Jusque vers 2500 av. J.-C., les hiéroglyphes égyptiens inscrits sur les monuments sont pictographiques ; les dessins, représentant des êtres animés ou des parties de ces êtres, des végétaux, des objets, etc. sont peu schématisés. Les signes pouvaient aussi représenter des actions ou des sentiments : le dessin d’un homme portant la main à la bouche signifiait "manger" ou "avoir faim".

Narrateur et personnages soulignent également la présence de ces formes graphiques dans le parcours historique sénégalais et algérien. Une causerie entre la vieille Rahma et Rabah fait la lumière sur le sens des figures dessinées sur deux poteries contenant des plats :
- "Regarde bien ce dessin ; c’est l’année terrible. Vois-tu ? Un champ de blé sans épis. Cette figure, c’est le typhus : ce soleil obscurci, avec des griffes, c’est la maladie, la mort qui a dépeuplé nos maisons.

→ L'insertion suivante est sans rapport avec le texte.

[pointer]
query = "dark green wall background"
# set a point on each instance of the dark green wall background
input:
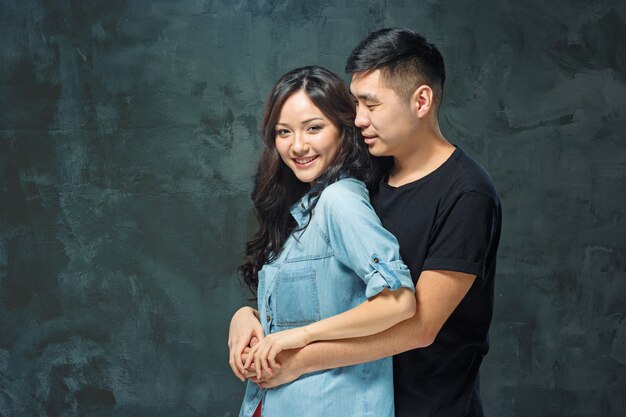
(127, 142)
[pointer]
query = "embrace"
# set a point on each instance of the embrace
(375, 256)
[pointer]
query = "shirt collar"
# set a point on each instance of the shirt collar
(299, 211)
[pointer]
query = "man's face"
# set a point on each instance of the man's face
(385, 119)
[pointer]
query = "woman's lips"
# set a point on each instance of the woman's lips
(369, 139)
(305, 162)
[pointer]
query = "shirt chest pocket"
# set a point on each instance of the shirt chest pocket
(295, 297)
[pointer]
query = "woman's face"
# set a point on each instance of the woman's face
(306, 140)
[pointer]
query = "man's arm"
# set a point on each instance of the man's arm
(437, 293)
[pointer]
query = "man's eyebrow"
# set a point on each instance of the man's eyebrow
(366, 97)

Les lignes du dessin, très significatives, étaient sombres... Rabah remarqua une figure qui faisait penser à un tamis ou un tambourin en travers duquel était jetée une faucille ; il la montra du doigt :
- Et ça, tante ?
La vieille se pencha attentivement sur le dessin et soupira.
- Ça mon fils, c’est l’année où Al-Hadj, homme pieux, a mis sa tête à prix pour sauver le village"(16).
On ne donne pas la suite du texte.